- Mount Bintuod Location within Luzon Mount Bintuod Location within Philippines

Highest point
- Elevation: 6,339 ft (1,932 m)
- Prominence: 1,312 ft (400 m)
- Coordinates: 15°58′29″N 121°14′30″E﻿ / ﻿15.97472°N 121.24167°E

Geography
- Country: Philippines
- Region: Cagayan Valley
- Province: Nueva Vizcaya
- City/municipality: Alfonso Castañeda
- Parent range: Sierra Madre

Climbing
- First ascent: Unknown

= Mount Bintuod =

Mountain in Nueva Vizcaya, Philippines

Mount Bintuod or Mount Dalimanoc is a mountain in the Sierra Madre range in the municipality of Alfonso Castañeda in Nueva Vizcaya province. It is probably the highest peak in the Philippines longest mountain range with a first GPS-based measurement of 1932 m above sea level, from an expedition in April 2012. There are no records of the first ascent, but local tribe people have long established paths.

In some maps this peak is misidentified as Mount Dalimonoc, an actually lower peak adjoining Bintuod to the west.
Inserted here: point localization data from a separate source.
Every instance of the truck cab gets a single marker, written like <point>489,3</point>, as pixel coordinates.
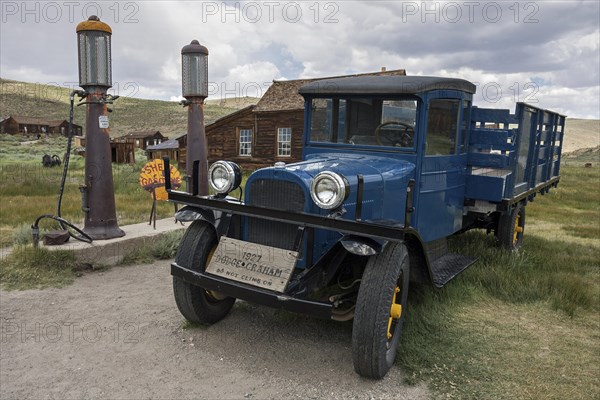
<point>392,166</point>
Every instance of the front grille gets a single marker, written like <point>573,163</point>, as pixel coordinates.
<point>280,195</point>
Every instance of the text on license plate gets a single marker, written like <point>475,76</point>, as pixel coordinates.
<point>255,264</point>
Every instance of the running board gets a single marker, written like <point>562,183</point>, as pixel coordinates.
<point>445,268</point>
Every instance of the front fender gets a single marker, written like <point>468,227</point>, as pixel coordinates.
<point>190,214</point>
<point>362,246</point>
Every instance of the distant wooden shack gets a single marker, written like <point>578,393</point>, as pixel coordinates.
<point>122,151</point>
<point>270,131</point>
<point>143,139</point>
<point>174,148</point>
<point>15,124</point>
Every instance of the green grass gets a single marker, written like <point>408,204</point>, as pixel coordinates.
<point>517,325</point>
<point>130,114</point>
<point>28,189</point>
<point>162,248</point>
<point>28,267</point>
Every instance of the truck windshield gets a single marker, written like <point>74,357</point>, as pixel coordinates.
<point>364,121</point>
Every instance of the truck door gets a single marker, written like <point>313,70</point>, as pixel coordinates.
<point>443,169</point>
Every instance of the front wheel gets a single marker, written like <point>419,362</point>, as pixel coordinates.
<point>380,311</point>
<point>195,252</point>
<point>511,227</point>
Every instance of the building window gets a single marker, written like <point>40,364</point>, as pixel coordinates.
<point>284,142</point>
<point>245,142</point>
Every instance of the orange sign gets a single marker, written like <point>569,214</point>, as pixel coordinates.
<point>152,178</point>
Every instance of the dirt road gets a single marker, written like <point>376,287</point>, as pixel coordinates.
<point>118,334</point>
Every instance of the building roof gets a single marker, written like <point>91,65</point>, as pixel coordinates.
<point>234,114</point>
<point>171,144</point>
<point>37,121</point>
<point>140,135</point>
<point>58,122</point>
<point>385,85</point>
<point>28,120</point>
<point>283,95</point>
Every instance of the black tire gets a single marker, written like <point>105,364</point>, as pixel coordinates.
<point>511,228</point>
<point>373,354</point>
<point>195,303</point>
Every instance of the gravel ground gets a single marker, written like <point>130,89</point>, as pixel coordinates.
<point>118,334</point>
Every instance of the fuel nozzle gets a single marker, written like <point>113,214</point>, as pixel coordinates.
<point>35,234</point>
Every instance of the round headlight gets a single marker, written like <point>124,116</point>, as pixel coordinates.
<point>329,190</point>
<point>224,176</point>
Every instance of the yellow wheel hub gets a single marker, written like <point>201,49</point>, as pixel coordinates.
<point>395,312</point>
<point>518,229</point>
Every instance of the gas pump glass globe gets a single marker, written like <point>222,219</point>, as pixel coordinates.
<point>194,62</point>
<point>94,46</point>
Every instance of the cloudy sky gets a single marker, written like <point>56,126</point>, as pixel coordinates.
<point>542,52</point>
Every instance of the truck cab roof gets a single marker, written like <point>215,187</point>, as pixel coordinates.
<point>383,85</point>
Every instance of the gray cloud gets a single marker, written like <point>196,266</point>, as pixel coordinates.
<point>555,42</point>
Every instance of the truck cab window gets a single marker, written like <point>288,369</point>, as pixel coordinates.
<point>356,121</point>
<point>442,127</point>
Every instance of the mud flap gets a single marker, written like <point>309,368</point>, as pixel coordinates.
<point>448,266</point>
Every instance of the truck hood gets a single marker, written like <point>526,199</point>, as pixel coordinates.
<point>385,181</point>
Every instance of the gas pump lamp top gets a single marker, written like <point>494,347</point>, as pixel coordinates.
<point>194,62</point>
<point>95,64</point>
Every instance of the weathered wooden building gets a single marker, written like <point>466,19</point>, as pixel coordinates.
<point>168,148</point>
<point>122,151</point>
<point>143,139</point>
<point>270,131</point>
<point>33,125</point>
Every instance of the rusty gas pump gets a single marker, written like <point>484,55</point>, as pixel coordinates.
<point>95,77</point>
<point>194,61</point>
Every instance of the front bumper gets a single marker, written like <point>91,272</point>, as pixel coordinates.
<point>252,294</point>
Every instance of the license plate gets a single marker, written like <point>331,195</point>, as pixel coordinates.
<point>254,264</point>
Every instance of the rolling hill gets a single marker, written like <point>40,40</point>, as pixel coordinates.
<point>133,114</point>
<point>129,114</point>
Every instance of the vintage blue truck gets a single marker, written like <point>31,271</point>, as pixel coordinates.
<point>393,165</point>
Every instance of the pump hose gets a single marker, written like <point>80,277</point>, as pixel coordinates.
<point>64,224</point>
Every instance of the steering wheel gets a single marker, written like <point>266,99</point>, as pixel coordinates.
<point>404,137</point>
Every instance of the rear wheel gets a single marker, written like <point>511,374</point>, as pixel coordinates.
<point>195,251</point>
<point>380,310</point>
<point>511,228</point>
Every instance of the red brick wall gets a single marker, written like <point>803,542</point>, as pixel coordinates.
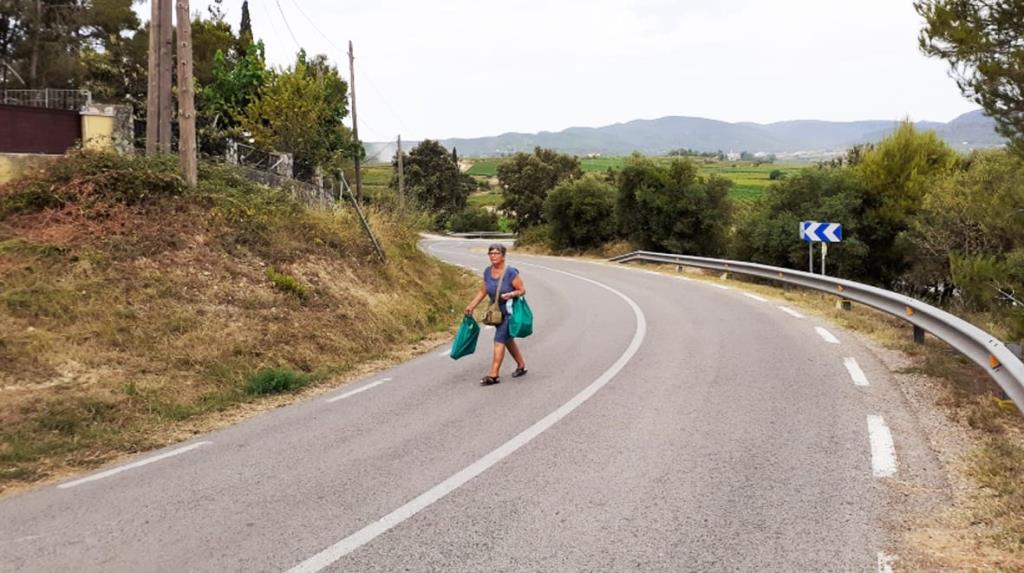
<point>36,130</point>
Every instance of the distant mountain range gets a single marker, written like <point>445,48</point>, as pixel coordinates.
<point>803,138</point>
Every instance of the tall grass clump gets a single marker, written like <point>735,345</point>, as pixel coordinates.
<point>275,381</point>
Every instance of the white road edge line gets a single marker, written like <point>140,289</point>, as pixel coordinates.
<point>791,312</point>
<point>357,390</point>
<point>370,532</point>
<point>855,372</point>
<point>883,450</point>
<point>885,563</point>
<point>132,466</point>
<point>825,335</point>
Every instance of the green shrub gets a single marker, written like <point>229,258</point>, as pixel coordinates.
<point>275,381</point>
<point>538,235</point>
<point>286,282</point>
<point>579,213</point>
<point>473,219</point>
<point>673,208</point>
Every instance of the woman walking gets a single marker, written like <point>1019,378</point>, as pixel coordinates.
<point>510,288</point>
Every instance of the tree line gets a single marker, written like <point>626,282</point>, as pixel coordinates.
<point>101,46</point>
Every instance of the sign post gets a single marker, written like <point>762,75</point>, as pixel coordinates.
<point>813,231</point>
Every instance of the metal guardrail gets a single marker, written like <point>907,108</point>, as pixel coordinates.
<point>482,234</point>
<point>983,349</point>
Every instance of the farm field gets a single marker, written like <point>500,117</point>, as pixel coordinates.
<point>749,179</point>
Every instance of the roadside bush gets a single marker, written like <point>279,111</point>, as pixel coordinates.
<point>538,235</point>
<point>579,213</point>
<point>527,178</point>
<point>969,236</point>
<point>768,230</point>
<point>672,208</point>
<point>473,219</point>
<point>286,282</point>
<point>275,381</point>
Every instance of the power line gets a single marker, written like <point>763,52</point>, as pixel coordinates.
<point>287,25</point>
<point>365,74</point>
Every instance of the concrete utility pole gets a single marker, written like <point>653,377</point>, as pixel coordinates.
<point>186,104</point>
<point>401,180</point>
<point>166,45</point>
<point>153,89</point>
<point>355,125</point>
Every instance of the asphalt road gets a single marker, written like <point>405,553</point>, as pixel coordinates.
<point>665,425</point>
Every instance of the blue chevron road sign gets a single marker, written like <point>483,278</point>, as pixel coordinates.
<point>825,232</point>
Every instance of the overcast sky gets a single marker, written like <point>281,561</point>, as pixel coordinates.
<point>470,69</point>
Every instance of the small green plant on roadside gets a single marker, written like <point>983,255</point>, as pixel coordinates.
<point>275,381</point>
<point>286,282</point>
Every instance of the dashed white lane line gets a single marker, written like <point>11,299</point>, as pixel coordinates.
<point>791,312</point>
<point>357,390</point>
<point>883,450</point>
<point>855,372</point>
<point>825,335</point>
<point>885,563</point>
<point>332,554</point>
<point>133,465</point>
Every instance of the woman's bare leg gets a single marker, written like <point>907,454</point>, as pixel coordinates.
<point>514,349</point>
<point>496,362</point>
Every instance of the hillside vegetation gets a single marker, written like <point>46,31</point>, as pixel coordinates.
<point>132,309</point>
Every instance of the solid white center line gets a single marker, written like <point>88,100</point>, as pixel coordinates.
<point>791,312</point>
<point>132,466</point>
<point>370,532</point>
<point>855,372</point>
<point>883,451</point>
<point>357,390</point>
<point>825,335</point>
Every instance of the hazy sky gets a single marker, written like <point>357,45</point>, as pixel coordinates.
<point>469,69</point>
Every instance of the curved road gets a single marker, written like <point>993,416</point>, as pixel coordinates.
<point>665,425</point>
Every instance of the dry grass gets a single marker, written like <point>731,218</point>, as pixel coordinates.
<point>126,325</point>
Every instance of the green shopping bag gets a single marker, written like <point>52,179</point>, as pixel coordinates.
<point>465,339</point>
<point>521,319</point>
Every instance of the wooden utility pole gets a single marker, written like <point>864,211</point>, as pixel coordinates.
<point>355,125</point>
<point>186,103</point>
<point>153,89</point>
<point>401,180</point>
<point>166,45</point>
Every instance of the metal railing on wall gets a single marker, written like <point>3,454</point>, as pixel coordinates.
<point>48,98</point>
<point>982,348</point>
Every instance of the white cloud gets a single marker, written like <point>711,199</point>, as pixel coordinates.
<point>457,68</point>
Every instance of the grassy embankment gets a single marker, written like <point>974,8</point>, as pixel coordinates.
<point>134,312</point>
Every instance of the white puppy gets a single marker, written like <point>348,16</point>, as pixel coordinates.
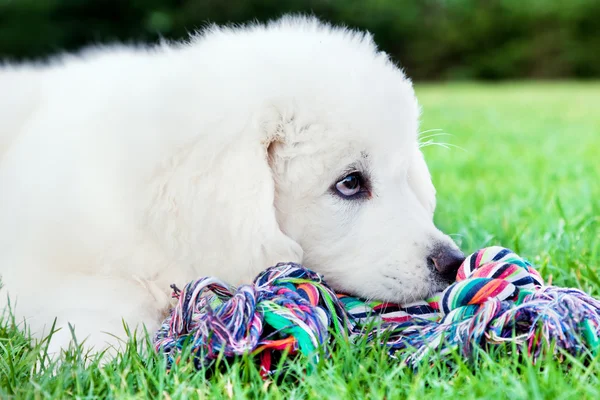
<point>124,170</point>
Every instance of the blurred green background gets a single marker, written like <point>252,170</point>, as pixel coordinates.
<point>431,39</point>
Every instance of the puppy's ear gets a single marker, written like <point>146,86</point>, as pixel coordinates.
<point>420,182</point>
<point>213,205</point>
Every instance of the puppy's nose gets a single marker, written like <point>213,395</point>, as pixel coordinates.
<point>446,261</point>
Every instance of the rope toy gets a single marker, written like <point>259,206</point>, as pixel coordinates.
<point>498,297</point>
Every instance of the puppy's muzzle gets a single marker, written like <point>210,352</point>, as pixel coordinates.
<point>446,260</point>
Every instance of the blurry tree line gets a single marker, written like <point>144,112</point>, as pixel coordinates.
<point>431,39</point>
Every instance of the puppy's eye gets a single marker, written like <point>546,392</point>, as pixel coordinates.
<point>350,185</point>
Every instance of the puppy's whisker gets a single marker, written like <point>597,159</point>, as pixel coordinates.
<point>434,135</point>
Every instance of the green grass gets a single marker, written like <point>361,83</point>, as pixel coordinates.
<point>526,176</point>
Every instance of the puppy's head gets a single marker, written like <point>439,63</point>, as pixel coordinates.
<point>351,185</point>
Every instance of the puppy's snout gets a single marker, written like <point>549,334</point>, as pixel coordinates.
<point>446,261</point>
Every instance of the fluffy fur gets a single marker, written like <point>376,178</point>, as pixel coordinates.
<point>123,170</point>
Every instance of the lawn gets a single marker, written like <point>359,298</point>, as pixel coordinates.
<point>522,170</point>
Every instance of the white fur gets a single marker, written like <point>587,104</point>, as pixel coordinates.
<point>124,170</point>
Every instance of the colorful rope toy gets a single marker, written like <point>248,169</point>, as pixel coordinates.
<point>497,297</point>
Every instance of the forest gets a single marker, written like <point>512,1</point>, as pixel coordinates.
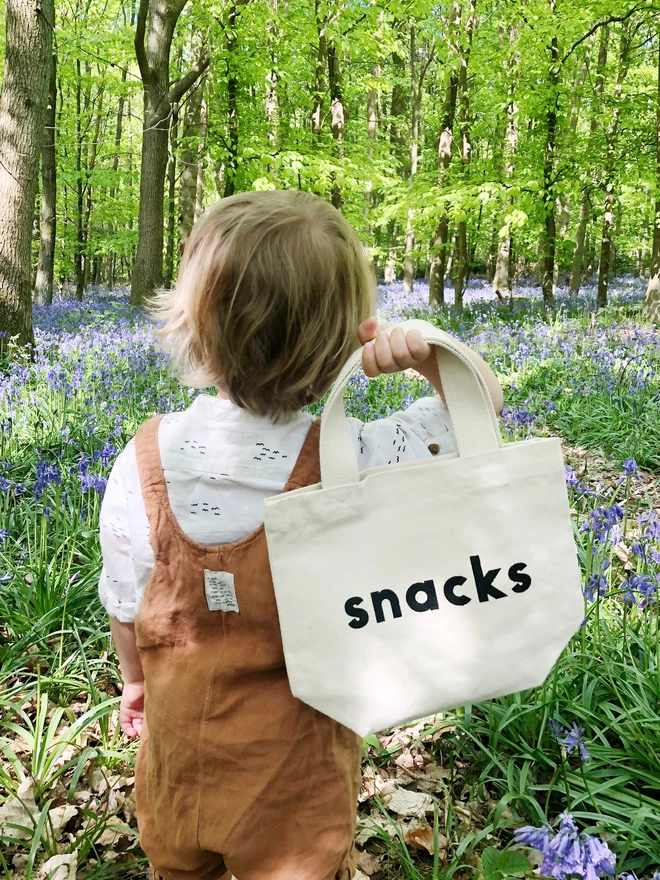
<point>511,141</point>
<point>500,162</point>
The forested peak can be reached in a two days one night return hike from Barangay Lipuga, Alfonso Castañeda, Nueva Vizcaya. This rural area of the Philippines is traditional land of the Bugkalot or Ilongot tribe and was only opened to a road via Carranglan, Nueva Ecija in 1997 when a hydropower dam was constructed in the Casignan River of the same valley.